Verträge zur molekularen Krebsdiagnostik für Kinder mit mehreren Krankenkassen abgeschlossen

15.03.2023 – Künftig übernehmen 55 gesetzliche Krankenkassen in Deutschland die Kosten einer umfangreichen molekularen Krebsdiagnostik für krebskranke Kinder mit einem Rückfall oder einer Hochrisikoerkrankung.

Künftig übernehmen 55 gesetzliche Krankenkassen in Deutschland die Kosten einer umfangreichen molekularen Krebsdiagnostik für krebskranke Kinder mit einem Rückfall oder einer Hochrisikoerkrankung. Das Deutsche Krebsforschungszentrum (DKFZ) und das Universitätsklinikum Heidelberg (UKHD) haben entsprechende Verträge mit mehreren AOKs und Betriebskrankenkassen abgeschlossen, die jetzt die Kosten für die Entschlüsselung des Tumorgenoms bei ihren Versicherten tragen. Die Analysen sind Teil des Programms INFORM, das vom Hopp-Kindertumorzentrum Heidelberg (KiTZ) koordiniert wird. Bislang wurde die molekulare Krebsdiagnostik für Kinder und Jugendliche allein durch Projektförderung und private Spenden ermöglicht.

Das "Hopp-Kindertumorzentrum Heidelberg“ (KiTZ) ist eine gemeinsame Einrichtung des Deutschen Krebsforschungszentrums (DKFZ), des Universitätsklinikums Heidelberg (UKHD) und der Universität Heidelberg (Uni HD).

„Durch die neuen Versorgungsverträge und die Kostenübernahme können krebskranke Kinder in Deutschland, die einen Rückfall erleiden, eine Krebsdiagnostik nach dem neuesten Stand der Technik erhalten“, freut sich Olaf Witt, Direktor am Hopp-Kindertumorzentrum Heidelberg (KiTZ), Leiter der Klinischen Kooperationseinheit pädiatrische Onkologie am Deutschen Krebsforschungszentrum (DKFZ) und leitender Oberarzt am Universitätsklinikum Heidelberg (UKHD).

Krebskranke Kinder und Jugendliche mit einem Rückfall sind besonders gefährdet. Die Krebszellen sind dann oft schon resistent gegenüber den üblichen Standardbehandlungen wie Chemo- und Strahlentherapie und die Chancen auf eine Heilung stehen schlecht. Dies betrifft etwa 20 Prozent aller an Krebs erkrankten Kinder und Jugendlichen in Deutschland. Helfen könnten moderne Behandlungsmethoden wie Immuntherapien und zielgerichtete Therapien, die ganz bestimmte molekulare und genetische Schwachstellen der Krebszellen angreifen. „Doch um abschätzen zu können, welche der spezifischen Therapeutika möglicherweise anschlagen, ist eine umfangreiche molekulargenetische Diagnostik und Beratung notwendig, die bislang nicht zur Regelversorgung gehört“, erklärt David Jones, Koordinator von INFORM und Forschungsgruppenleiter am KiTZ und DKFZ.

Insgesamt 55 gesetzliche Krankenkassen, die auf der Website des DKFZ gelistet sind, übernehmen jetzt die Kosten für die molekularen Tumoranalysen der Registerstudie INFORM (INdividualized Therapy FOr Relapsed Malignancies in Childhood), in die krebskranke Kinder bei einem Rückfall oder mit einer Hochrisikoerkrankung eingeschlossen werden können.
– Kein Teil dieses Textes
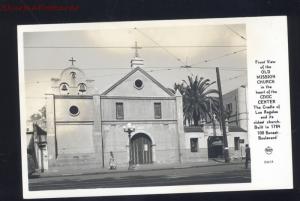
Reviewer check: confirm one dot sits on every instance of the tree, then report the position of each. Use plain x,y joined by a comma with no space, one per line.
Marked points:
198,99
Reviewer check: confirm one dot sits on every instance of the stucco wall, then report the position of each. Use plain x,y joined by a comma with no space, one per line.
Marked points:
163,136
149,89
74,138
62,106
201,154
137,109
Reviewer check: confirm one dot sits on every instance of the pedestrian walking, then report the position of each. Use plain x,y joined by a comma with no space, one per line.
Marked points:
247,150
112,163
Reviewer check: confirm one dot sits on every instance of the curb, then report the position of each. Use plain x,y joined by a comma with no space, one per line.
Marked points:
137,170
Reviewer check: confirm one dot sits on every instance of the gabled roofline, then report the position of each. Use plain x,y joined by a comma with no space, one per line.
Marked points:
143,72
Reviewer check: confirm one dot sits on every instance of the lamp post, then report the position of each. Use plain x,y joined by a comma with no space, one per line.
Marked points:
129,128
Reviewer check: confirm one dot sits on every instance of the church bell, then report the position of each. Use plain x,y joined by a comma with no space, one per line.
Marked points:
64,87
82,88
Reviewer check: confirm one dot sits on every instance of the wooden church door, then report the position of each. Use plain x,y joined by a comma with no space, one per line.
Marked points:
141,149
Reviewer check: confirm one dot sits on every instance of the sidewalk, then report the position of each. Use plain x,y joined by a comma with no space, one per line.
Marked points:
138,168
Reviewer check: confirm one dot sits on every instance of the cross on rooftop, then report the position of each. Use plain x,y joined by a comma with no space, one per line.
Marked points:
136,47
72,61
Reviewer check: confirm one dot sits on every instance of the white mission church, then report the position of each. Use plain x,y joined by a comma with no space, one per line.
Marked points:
83,127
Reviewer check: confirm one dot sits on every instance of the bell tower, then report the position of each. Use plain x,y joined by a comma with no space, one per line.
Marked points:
137,61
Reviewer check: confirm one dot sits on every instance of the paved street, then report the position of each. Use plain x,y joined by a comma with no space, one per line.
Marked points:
234,173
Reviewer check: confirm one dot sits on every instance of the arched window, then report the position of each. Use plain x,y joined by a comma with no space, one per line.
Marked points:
64,87
82,87
73,74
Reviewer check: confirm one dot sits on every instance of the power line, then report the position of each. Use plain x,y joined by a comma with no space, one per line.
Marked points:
127,47
145,35
229,68
219,57
235,32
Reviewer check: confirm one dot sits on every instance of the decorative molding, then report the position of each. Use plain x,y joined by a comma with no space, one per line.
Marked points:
73,97
143,72
138,98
„In dieser Situation geht es um Qualität und Schnelligkeit, die bei den INFORM-Analysen durch die Verbindung von hervorragender wissenschaftlicher Expertise und langjähriger Erfahrung in der komplexen Analytik gewährleistet werden“, sagt Dr. Carola Reimann, Vorstandsvorsitzende des AOK-Bundesverbandes. „Die Schnelligkeit ist besonders wichtig, weil Tumore bei Kindern oft schneller wachsen und aggressiver sind als bei Erwachsenen“, betont Reimann.

„Durch das INFORM-Genomsequenzierungsprogramm für Kinder mit Krebs ist es möglich, molekulare Angriffsziele zu identifizieren, durch die sich neue individuell zugeschnittene Behandlungsmöglichkeiten eröffnen. Ziel ist es, die Überlebenschancen der jungen Patientinnen und Patienten zu verbessern“, erklärt Franz Knieps, Vorstandsvorsitzender des BKK Dachverbandes. „Wir haben den Versorgungsvertrag mit verhandelt, um den betroffenen Kindern und ihren Eltern die beste verfügbare Diagnostik und Therapieempfehlung zugänglich zu machen“, betont Franz Knieps.

INFORM ist ein in Europa bislang einzigartiges Programm, des DKFZ und des UKHD, das am KiTZ seit dem Jahr 2015 molekulargenetische Krebsanalysen für Kinder und Jugendliche ermöglicht. Finanziert wurden die Analysen bislang durch Drittmittel, private Spenden und zeitweise auch durch Projektförderung des Bundeministeriums für Bildung und Forschung (BMBF). Ärztinnen und Ärzte können die Tumorproben ihrer Patientinnen und Patienten nach Heidelberg schicken. Dort wird das Tumorgenom entschlüsselt und nach therapeutischen Angriffsstellen durchsucht.

Neben den molekularen Tumoranalysen werden in INFORM zusätzliche Analyseverfahren entwickelt, wie beispielsweise Laborversuche, die dabei helfen, ein wirksames Medikament zu identifizieren. Gewebeproben der jungen Patienten wachsen im Labor zu Minitumoren heran. An diesen Minitumoren werden dann etwa 80 Medikamente getestet, die klinisch verfügbar sind und daher unmittelbar zur Behandlung eingesetzt werden können. Insgesamt vier Wochen dauert es, bis alle INFORM-Daten für eine mögliche Therapieempfehlung vorliegen und durch ein interdisziplinäres Tumorboard mit Expertinnen und Experten aus der Kinderonkologie, Humangenetik, Bioinformatik, Molekularbiologie, (Neuro-)Pathologie und für klinischen Studien bewertet werden. Auch der behandelnde Arzt nimmt daran teil, um den betroffenen Familien anschließend eine Empfehlung geben zu können. In einigen Fällen führen die INFORM-Ergebnisse u.a. auch zu einer Korrektur der Diagnose oder identifizieren erbliche Formen einer Krebserkrankung, die mit einem familiären Risiko einhergehen. Die Empfehlung kann beispielsweise die Teilnahme des Patienten an einer klinischen Studie sein. Wenn das nicht möglich ist, können auf Basis der Ergebnisse auch Einzelheilversuche als Behandlung in Frage kommen.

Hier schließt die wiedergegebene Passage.